The city has one of the state’s lowest rates of coronavirus cases and deaths and was not forced by state health officials to implement the new restrictions. But health authorities have noticed a recent uptick in cases and decided to act to prevent another surge of infections.
The new restrictions, which go into effect Friday at 11:59 p.m., represent another blow to the city’s famed restaurant industry.
“Unfortunately, we’ve been in this for a long time now, and people are tired and people have gotten complacent,” said Mayor London Breed, who has received national acclaim, and some local blowback, for her handling of the coronavirus.
Unlike many cities statewide, San Francisco has regularly been more restrictive than state mandates in reopening its economy.
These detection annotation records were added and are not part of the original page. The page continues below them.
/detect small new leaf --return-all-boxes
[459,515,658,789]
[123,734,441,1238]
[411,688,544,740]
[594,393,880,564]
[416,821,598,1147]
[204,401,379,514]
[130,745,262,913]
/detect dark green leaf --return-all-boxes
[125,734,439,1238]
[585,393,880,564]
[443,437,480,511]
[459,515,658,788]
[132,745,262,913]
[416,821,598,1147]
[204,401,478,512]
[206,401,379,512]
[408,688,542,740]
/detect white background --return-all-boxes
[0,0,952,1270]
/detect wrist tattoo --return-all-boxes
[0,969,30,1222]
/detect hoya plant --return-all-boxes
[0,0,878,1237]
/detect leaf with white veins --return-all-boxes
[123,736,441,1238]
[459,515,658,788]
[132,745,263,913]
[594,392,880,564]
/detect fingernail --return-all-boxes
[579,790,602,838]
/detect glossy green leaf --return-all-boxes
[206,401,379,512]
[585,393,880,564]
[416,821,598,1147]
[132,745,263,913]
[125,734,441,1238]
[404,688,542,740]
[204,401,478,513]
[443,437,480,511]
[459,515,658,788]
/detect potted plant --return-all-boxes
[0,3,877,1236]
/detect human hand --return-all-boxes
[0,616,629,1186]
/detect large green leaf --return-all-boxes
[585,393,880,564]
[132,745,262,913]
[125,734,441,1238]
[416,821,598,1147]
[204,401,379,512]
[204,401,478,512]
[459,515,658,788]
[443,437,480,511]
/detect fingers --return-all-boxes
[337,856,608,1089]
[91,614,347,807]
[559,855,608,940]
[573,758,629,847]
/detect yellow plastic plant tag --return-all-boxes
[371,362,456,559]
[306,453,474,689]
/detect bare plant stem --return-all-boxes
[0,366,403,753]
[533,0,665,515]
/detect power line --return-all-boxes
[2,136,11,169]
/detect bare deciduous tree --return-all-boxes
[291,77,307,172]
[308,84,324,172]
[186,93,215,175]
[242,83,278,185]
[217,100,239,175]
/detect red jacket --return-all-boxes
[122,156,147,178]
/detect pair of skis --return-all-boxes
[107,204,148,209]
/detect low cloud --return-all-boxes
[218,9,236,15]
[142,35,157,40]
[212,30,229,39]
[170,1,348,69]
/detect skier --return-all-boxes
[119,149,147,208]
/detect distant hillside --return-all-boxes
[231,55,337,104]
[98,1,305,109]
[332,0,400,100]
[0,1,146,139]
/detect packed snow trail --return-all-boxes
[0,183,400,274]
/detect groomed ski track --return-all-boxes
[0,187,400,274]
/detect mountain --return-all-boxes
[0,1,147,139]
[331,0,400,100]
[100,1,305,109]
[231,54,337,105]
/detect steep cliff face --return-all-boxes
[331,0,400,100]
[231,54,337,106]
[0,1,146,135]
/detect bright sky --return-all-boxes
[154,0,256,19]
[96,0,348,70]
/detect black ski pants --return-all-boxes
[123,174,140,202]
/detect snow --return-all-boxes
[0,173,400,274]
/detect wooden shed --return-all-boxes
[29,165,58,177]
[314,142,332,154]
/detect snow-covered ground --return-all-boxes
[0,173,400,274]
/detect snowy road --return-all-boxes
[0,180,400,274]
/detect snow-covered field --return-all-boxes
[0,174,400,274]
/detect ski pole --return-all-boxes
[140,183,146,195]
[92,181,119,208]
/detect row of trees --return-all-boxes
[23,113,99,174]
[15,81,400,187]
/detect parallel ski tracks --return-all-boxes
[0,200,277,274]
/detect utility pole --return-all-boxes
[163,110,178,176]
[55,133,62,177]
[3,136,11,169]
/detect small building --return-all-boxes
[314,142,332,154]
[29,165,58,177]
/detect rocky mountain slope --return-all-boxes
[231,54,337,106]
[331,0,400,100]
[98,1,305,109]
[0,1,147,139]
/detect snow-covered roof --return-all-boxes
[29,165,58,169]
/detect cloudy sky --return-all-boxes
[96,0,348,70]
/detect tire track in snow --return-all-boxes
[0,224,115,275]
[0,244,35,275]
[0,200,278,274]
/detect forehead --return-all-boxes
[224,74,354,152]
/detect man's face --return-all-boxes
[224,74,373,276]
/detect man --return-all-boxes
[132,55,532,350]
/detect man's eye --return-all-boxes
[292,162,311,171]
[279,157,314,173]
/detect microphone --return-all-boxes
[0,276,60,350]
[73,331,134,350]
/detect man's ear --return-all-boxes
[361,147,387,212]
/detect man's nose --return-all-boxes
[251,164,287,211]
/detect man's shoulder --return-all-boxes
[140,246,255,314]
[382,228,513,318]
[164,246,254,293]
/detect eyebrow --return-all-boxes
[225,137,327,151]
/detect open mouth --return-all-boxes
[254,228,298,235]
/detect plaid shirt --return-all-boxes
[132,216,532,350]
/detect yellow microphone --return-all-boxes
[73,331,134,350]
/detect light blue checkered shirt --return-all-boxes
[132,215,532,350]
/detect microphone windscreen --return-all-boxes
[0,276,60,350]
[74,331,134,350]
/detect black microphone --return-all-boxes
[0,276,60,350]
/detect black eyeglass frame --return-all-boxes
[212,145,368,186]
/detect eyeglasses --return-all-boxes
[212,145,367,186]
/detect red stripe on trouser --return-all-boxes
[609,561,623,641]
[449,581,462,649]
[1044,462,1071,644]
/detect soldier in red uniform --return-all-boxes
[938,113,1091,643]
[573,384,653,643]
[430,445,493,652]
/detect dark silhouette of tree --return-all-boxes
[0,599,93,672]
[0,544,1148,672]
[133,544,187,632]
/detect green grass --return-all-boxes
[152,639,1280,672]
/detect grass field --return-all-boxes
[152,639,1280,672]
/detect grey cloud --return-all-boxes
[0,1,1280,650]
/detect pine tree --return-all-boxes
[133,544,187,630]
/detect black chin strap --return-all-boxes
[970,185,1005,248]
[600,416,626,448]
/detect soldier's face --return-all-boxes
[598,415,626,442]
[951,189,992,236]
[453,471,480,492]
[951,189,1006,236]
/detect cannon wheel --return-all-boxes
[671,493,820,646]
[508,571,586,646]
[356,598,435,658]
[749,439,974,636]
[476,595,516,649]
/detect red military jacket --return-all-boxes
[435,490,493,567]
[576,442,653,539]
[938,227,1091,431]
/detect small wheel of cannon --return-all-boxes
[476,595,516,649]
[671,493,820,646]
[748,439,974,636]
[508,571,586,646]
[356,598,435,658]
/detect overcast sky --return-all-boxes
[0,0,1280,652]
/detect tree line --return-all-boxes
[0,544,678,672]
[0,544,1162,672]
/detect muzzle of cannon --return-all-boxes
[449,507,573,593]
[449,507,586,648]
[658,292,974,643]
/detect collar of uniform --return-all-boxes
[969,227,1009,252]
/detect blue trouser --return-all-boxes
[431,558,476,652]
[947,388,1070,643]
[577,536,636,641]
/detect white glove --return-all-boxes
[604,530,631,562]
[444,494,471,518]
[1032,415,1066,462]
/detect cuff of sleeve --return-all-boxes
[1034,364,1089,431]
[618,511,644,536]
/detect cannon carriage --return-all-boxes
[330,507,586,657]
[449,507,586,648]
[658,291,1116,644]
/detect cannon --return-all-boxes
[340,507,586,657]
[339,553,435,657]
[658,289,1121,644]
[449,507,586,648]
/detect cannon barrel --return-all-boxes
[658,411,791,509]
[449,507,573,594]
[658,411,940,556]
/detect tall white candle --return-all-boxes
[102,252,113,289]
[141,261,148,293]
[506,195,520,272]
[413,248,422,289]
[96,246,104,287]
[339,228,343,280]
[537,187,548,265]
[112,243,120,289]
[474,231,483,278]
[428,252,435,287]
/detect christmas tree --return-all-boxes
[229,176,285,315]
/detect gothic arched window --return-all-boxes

The payoff has come with a low infection rate, resulting in San Francisco becoming the first urban center in California to enter the least restrictive tier for reopening.
San Francisco shut down early in the pandemic and later limited reopening. Now the city is the first urban center in California where the risk of infection is rated as minimal.
Yet over the last two weeks, health authorities have noticed a rise in the positivity rate for coronavirus that gives them concern. Although they still will allow certain schools to remain open, or reopen, they are ordering high school to take a pause before resuming classes.
In a news conference Tuesday, Breed and San Francisco’s public health director, Dr. Grant Colfax, also warned San Franciscans to take heed as the holidays approach, recommending cessation of nonessential travel, and to limit holiday gatherings only to household members.
If gathering with non-household members does occur, Colfax urged people to have these celebrations outside, wear masks and maintain social distancing. He noted that eating and drinking are particularly risky as these behaviors require the removal of masks.
“We need to remember that the virus is not only still with us, but there is more around than ever before,” Colfax said. “The virus, unfortunately, has no boundaries, no limits, and … it certainly does not have a holiday schedule.”
He said the new restrictions and guidelines were established to ensure hospital capacity in the coming weeks and prevent the possible reinstatement of a shelter-in-place order.
“We are unfortunately taking a step back to make sure we can move forward in the future,” said Colfax, who presented a slide showing that cases in the city have more than doubled since early October.
Between Oct. 21 and Nov. 5, the rate jumped from 3.7 cases per 100,000 people to 9 per 100,000, he said, averaging 80 new cases a day — up from 32 at the end of October.
He said the jump was being seen statewide. On Tuesday, state health officials announced that 11 counties, including Santa Cruz and Contra Costa counties in the Bay Area, were being moved back to more restrictive tiers in the state’s coronavirus reopening system.
While California “remains in much better shape in terms of case increases compared to the rest of the nation,” Colfax said, the state saw a 29% increase in new cases in the last two weeks.